Trust is a quality we apply to a variety of objects: people, including close family/friends, casual acquaintances, and unknown faces that nevertheless still impact our lives; institutions with whom we engage, some of our own choosing and some not; our near and tangible environment within which we live; and a more distant, intangible spirit which envelops all that enters our life.  Many of us can recite a substantial list of people and instances where we believe our trust was betrayed, our expectations of people or events were not met, perhaps resulting in our perspectives about life and how we would live it being significantly altered.

For the Spiritual Person, such a list of the “untrustworthy” is likely quite short.  For the Spiritual Person has learned that untrustworthiness is not really a measure of others; rather, it is a statement of the perspective we have of the people and things that surround us.  For the Spiritual Person, Trust is not about whether people have lived up to our expectations of them; it is about why we chose to put that expectation on them in the first place.

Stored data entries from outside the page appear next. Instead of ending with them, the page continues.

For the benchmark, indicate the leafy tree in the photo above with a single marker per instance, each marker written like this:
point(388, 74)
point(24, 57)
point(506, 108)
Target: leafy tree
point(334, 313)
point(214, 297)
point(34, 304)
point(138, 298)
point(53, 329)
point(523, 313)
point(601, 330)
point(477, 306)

People are who they are; institutions are what they are; nature is what nature is; God is what Spirit is.  Yet we spend much time and effort seeing these objects as we would like them to be, not as they are.  We put undue trust in things without taking the time to understand the nature of what these things truly are, and therefore whether our expectations (trust) have been properly placed.  People are normally not untrustworthy.  In fact they rarely act outside of their true character.  It is we who did not have correct insight to understand what that character truly was so that we could put appropriate expectations upon them; to understand and trust that they will act exactly as they are conditioned to act, from their own sense of self, not the sense of our self.

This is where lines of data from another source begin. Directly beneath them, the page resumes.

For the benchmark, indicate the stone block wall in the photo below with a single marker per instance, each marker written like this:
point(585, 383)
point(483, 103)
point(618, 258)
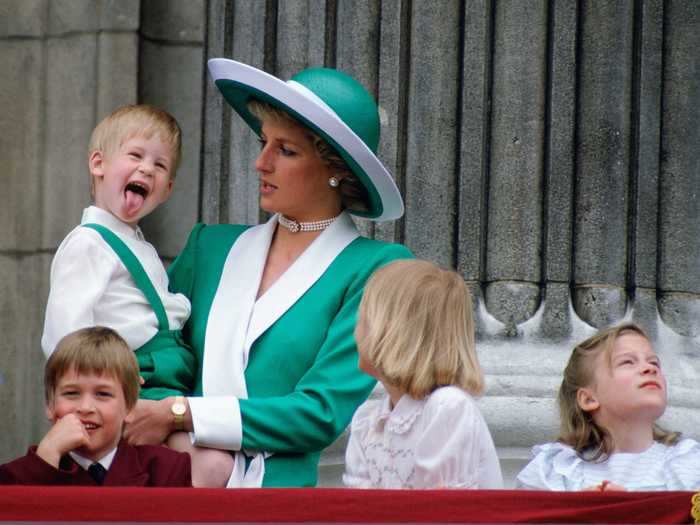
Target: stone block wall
point(546, 150)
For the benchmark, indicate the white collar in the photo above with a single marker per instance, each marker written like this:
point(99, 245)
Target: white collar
point(96, 215)
point(105, 461)
point(399, 419)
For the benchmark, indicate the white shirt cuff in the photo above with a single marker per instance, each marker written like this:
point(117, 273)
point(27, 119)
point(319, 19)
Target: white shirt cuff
point(216, 422)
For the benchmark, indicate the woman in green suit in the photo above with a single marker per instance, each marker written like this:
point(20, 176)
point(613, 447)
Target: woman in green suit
point(274, 306)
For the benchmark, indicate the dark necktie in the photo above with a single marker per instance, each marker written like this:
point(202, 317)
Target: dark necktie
point(98, 473)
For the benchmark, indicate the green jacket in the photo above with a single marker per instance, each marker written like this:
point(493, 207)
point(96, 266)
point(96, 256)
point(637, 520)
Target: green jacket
point(298, 350)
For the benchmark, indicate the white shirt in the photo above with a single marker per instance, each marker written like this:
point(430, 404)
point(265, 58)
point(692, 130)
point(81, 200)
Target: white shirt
point(556, 466)
point(105, 461)
point(441, 441)
point(90, 286)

So we build homes on island beaches, ignoring the reality of nature’s hurricanes.  We blindly put our trust in corporations who act out of their own profit interest instead of our service needs, or in church leaders who molest children or embezzle donations.  We tell secrets to a known gossip, or try to change a spouse to fit our needs.  We expect God to provide us with a right life, and then continually put ourselves in harm’s way, risky ventures, or destructive actions.  And then we deem people, institutions and God as untrustworthy for not delivering a life that they never promised, for not meeting our expectations that they did not agree to.

We create our expectations.  When we take the time to genuinely walk in another’s shoes, to understand that being or thing fully from the inside, then our Trust can be properly placed.  For the Spiritual Person, Trust is anchored in Truth, not fantasies.  This is not a cynical Truth, but a demand upon us to take responsibility for our expectations of others.  Only when our Trust is well-founded can we live positive lives that can embrace without fear all the things that come to us, rather than shutting down, withdrawing, or being stuck in our angers from our disappointments.  Through Trust, the Spiritual Person does not live in phobic anxiety about all the presumed dangers waiting to befall, but lives confidently and openly knowing that all that comes to us is right in that moment – a rightness perhaps not apparent except in retrospect.

As with most all things for the Spiritual Person, Trust begins and focuses inside.  Trust is not a tool to control, manage or rate others.  Trust is a tool for enlightening ourselves, always grounded in the Truth of all things.